I included “roots,” to include places your parents came from or perhaps places you grew up in and moved out of before you started forming memories. Even though you may not have memories or relationships from this setting, benchmarks can still be found which can be used for self-evaluation.

For example, I spent seven months in Trinidad recently. My mother is from there. I was born in the USA. Whether or not I have grown up with Trini traditions, or have even visited the country, going back there still would have provided the self-evaluation benefit. People who leave Trinidad to come to America tend to want security (the crime there is saddening), opportunity, and cheap electronics. In New York City, the dream is owning a hedge fund, a home in Connecticut, and not being able to sleep at night. Okay that’s even more of a joke, but what I’m saying is that most of us here in America are one or two generations away from people who left their nations of birth for simple but meaningful things (such as security, opportunity, and cheap electronics).

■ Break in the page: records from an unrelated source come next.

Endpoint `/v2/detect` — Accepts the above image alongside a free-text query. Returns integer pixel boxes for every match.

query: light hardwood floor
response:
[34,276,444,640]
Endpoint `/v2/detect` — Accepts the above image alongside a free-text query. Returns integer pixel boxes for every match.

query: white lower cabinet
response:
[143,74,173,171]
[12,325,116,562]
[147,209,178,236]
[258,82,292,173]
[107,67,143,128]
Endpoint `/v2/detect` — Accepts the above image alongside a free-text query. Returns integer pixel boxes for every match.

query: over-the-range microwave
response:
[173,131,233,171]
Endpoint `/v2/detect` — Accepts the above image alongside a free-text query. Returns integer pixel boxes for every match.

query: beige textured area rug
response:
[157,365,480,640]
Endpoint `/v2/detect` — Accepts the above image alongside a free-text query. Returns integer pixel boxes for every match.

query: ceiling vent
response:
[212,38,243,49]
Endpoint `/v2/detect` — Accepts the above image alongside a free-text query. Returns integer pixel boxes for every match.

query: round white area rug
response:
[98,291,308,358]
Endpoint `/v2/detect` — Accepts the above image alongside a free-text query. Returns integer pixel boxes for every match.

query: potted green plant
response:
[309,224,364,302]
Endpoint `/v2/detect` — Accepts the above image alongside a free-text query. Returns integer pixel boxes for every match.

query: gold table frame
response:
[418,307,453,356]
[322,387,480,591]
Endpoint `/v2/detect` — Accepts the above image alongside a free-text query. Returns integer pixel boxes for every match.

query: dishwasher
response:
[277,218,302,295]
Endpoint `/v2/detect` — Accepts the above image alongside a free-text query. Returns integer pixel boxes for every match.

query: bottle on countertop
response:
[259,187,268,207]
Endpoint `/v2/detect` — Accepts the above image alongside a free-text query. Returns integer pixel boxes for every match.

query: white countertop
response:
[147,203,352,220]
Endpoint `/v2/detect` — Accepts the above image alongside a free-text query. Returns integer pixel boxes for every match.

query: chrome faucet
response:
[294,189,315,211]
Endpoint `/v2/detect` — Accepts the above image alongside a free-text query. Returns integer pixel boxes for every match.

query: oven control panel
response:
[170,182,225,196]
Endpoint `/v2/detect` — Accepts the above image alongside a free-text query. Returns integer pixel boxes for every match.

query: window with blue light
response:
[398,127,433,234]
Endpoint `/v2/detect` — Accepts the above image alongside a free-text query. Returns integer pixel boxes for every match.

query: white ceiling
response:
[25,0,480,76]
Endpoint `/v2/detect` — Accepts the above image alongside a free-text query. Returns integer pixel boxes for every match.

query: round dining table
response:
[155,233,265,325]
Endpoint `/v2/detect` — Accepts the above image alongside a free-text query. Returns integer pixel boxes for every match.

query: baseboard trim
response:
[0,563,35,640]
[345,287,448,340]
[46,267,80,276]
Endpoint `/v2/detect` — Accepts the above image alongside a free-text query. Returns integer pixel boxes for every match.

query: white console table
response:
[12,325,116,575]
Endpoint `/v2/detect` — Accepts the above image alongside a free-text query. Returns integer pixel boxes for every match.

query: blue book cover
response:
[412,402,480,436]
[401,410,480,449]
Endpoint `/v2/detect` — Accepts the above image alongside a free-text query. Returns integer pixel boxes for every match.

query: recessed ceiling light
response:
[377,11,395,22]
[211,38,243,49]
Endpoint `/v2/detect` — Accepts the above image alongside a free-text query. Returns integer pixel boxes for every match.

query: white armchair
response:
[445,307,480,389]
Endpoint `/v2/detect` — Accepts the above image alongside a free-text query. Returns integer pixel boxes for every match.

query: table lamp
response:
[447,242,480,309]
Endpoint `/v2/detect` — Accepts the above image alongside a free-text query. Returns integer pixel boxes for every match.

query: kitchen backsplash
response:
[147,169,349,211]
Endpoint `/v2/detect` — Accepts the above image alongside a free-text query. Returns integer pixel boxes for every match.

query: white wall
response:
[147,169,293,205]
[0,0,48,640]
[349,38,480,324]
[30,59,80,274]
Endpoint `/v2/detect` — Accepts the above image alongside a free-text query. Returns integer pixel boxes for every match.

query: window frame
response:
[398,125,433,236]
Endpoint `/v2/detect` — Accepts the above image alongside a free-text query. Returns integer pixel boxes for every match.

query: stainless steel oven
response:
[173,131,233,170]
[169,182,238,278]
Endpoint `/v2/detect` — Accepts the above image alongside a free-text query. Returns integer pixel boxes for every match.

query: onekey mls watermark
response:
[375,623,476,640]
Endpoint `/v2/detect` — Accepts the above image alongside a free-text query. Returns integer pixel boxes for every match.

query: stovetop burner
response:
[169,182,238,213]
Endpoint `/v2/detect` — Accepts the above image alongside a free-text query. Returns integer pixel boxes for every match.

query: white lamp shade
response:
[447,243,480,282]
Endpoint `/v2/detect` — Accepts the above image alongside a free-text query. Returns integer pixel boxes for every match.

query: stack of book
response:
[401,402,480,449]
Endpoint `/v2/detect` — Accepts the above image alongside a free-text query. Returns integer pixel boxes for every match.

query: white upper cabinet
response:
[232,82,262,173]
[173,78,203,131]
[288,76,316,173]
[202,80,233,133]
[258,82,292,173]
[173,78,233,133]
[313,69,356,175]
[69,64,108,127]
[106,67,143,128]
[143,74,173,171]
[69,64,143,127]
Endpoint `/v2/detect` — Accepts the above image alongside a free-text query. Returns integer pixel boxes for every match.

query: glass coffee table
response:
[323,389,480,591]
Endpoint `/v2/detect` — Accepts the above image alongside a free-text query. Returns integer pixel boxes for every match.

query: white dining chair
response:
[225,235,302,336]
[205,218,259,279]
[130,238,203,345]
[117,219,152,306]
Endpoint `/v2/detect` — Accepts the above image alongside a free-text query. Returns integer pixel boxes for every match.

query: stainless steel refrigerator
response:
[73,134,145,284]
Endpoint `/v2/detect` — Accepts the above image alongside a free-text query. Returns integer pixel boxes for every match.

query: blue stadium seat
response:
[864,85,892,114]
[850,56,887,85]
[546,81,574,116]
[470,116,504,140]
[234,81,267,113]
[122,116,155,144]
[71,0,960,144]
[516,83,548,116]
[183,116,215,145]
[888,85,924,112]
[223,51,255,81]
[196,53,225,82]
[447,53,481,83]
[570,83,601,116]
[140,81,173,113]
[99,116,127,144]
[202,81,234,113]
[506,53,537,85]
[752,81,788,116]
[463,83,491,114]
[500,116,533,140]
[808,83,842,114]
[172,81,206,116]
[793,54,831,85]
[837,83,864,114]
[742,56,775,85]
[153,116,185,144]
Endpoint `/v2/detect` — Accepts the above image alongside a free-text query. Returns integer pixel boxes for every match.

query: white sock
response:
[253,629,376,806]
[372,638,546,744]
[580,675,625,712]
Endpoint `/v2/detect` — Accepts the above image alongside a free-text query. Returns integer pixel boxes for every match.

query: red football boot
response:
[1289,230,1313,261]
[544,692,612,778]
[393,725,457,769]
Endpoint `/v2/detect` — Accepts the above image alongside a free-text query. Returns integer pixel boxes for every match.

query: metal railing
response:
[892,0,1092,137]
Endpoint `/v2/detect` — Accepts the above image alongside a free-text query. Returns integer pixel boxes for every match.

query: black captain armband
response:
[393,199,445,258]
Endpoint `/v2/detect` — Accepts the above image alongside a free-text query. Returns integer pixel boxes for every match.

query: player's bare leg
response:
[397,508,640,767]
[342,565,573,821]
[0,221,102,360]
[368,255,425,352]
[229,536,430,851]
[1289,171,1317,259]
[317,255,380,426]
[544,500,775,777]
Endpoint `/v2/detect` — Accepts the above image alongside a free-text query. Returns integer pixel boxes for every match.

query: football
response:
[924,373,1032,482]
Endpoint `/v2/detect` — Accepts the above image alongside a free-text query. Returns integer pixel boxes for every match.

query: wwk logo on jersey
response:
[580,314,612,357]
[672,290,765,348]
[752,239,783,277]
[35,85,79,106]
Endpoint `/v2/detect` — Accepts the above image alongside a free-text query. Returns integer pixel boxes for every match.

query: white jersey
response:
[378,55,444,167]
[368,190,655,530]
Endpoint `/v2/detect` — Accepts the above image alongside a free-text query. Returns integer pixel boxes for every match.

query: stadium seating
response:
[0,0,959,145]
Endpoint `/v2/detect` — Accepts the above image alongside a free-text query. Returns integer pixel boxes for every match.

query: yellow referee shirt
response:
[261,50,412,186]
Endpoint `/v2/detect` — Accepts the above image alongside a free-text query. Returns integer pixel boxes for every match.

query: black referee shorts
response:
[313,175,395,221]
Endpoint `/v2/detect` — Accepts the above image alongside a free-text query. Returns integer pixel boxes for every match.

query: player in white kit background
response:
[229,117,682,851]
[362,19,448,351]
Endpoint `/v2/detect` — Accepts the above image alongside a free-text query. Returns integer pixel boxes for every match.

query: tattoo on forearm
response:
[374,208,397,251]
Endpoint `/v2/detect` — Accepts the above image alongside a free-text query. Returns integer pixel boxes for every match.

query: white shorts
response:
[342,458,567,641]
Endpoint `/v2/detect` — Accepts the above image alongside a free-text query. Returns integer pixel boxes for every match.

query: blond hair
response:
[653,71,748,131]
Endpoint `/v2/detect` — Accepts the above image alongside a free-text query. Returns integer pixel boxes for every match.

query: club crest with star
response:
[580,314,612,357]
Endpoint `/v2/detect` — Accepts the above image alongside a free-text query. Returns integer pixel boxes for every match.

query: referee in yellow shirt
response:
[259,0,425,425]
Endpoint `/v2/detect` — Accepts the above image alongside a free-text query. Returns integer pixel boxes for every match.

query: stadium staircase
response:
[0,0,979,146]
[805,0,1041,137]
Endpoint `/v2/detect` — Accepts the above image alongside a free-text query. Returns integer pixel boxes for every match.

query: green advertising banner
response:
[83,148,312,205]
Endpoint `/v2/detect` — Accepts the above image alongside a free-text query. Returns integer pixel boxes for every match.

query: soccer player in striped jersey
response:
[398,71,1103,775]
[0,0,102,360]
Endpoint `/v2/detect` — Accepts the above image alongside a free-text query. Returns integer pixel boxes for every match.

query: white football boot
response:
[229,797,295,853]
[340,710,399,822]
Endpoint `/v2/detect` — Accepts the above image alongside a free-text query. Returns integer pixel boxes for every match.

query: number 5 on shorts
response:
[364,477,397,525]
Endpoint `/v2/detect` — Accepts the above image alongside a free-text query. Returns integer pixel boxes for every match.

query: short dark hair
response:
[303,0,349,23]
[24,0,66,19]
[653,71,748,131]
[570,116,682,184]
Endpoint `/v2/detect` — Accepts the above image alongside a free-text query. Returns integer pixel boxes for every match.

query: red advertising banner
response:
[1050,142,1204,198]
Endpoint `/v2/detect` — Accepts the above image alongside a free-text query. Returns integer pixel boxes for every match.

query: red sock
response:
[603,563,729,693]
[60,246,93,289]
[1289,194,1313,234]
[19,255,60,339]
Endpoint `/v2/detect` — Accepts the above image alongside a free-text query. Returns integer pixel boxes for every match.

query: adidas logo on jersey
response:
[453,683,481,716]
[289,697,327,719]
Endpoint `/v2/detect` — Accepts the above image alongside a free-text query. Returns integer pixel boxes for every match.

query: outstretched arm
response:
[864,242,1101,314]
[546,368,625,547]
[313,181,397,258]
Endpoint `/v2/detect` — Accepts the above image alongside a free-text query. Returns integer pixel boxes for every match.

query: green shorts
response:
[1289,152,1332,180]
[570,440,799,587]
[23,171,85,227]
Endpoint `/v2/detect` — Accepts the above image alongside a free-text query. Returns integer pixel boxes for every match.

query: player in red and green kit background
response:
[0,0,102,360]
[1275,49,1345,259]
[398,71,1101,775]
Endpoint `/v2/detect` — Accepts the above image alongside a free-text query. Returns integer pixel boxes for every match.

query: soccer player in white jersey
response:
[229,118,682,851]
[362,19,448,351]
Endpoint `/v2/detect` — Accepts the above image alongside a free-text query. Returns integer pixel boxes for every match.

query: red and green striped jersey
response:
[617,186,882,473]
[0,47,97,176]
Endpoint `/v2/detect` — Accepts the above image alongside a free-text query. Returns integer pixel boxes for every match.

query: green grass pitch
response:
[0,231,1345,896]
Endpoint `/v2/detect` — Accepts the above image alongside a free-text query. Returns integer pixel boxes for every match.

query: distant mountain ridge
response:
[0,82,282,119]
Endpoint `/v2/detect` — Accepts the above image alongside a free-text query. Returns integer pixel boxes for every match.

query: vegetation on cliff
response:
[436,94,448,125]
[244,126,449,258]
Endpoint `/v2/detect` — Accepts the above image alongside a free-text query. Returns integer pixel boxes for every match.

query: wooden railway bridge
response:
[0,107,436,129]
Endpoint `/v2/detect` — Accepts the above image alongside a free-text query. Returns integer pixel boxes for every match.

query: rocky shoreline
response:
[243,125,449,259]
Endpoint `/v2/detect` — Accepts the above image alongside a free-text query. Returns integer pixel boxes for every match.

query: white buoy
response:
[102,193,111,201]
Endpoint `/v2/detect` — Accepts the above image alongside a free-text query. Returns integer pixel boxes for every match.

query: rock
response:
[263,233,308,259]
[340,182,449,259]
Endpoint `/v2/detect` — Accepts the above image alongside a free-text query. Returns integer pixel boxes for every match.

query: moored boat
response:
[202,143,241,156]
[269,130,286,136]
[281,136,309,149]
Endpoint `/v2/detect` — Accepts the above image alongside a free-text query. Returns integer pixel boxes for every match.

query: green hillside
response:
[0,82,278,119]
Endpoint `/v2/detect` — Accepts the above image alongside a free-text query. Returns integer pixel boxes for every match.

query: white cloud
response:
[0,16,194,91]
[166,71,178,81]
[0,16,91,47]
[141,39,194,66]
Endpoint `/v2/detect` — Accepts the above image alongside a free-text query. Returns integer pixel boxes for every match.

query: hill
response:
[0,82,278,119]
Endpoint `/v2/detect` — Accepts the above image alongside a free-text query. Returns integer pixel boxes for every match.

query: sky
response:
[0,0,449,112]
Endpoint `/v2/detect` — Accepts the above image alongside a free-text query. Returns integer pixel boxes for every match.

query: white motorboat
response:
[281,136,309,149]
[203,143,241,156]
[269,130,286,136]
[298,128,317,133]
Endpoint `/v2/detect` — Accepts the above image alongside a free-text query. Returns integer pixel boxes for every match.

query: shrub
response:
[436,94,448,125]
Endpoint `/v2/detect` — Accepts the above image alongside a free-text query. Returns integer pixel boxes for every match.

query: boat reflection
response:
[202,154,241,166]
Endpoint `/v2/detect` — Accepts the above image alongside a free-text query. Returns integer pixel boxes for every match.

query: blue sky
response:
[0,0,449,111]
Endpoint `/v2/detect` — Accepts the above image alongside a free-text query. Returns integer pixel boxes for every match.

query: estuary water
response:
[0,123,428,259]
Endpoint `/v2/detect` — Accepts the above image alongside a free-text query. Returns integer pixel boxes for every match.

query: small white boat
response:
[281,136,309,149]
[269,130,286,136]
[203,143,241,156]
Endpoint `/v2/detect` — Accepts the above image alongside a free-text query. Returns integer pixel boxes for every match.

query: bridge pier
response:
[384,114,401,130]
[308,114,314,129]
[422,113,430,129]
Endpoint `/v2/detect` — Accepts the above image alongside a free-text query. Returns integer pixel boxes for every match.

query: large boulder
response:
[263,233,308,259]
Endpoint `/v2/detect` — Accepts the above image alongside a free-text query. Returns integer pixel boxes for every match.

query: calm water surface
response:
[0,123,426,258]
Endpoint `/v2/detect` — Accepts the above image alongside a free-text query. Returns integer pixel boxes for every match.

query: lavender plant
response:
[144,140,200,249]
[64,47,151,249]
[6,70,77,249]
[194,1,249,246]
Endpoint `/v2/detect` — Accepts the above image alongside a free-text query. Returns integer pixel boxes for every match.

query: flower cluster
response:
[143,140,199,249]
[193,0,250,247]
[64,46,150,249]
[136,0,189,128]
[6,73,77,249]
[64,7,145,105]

If we lose sight of that, it’s easy to get lost in wanting excessive material luxuries, prestige, and other things over and above what our families originally came here for. Is wanting these things bad? No-I’m not saying that. I’m saying going back to see your roots is like a tool that allows you to see some assumptions you might be making, to question whether you need to go above and beyond what your lineage had originally moved for (this is the self-evaluation tool I was referring to). That decision is yours to make though! It’s just nice to be aware of your options.

Have you changed? Has your thinking changed? If so, how has it changed? The same way tracking your progress in the gym is essential to continual fitness improvement, considering these questions is very valuable for one who is interested in his or her personal development. Maybe you’ve gotten off track, or maybe you’ve will be happy with the choices you’ve made. Think about it. Let us make room for our own improvement and simultaneously kick out any reasons or insecurities we have that might interfere with us returning to our past. I invite you to attend your next alumni event, old friends get together, and especially to consider spending some time connecting with your roots if you haven’t already done so. I will!


3 responses to “A Reason to Reconnect With Your Past

  1. Really great thought about seeing people you haven’t seen in a while to “benchmark” yourself.

    Ironic that we benchmark everything specific (sales figures, fbook page likes, etc) but we don’t benchmark this general, and quantitatively immeasurable, general YOU.

    I think people may fear doing this benchmarking process on themselves because it may reveal that they have not pursued they really wanted. However, on the flipside it can provide encouragement for the things you have successfully made a part of YOU.

  2. Yea… the willingness to “look under the hood” is crucial. It might be the defining trait…think about it:

    If you’re not willing to see faults can you say you want to improve yourself? It actually say you WANT to not improve.

  3. My goodness…I just turned 24 last month and was faced with the same existential crisis. I found myself searching for my past and finally reconnecting with it has made all the difference.

    At the end of the day, you cannot run away from who you are. After all they do say, wherever you go – there you are. Which is great if you love yourself but torture if its the contrary.

    I’ve found the best policy is to always look within..and deal with the demons..because your thoughts, insecurities as well as your hopes and confidence affect the way you see the world which in turn affects how the world sees you.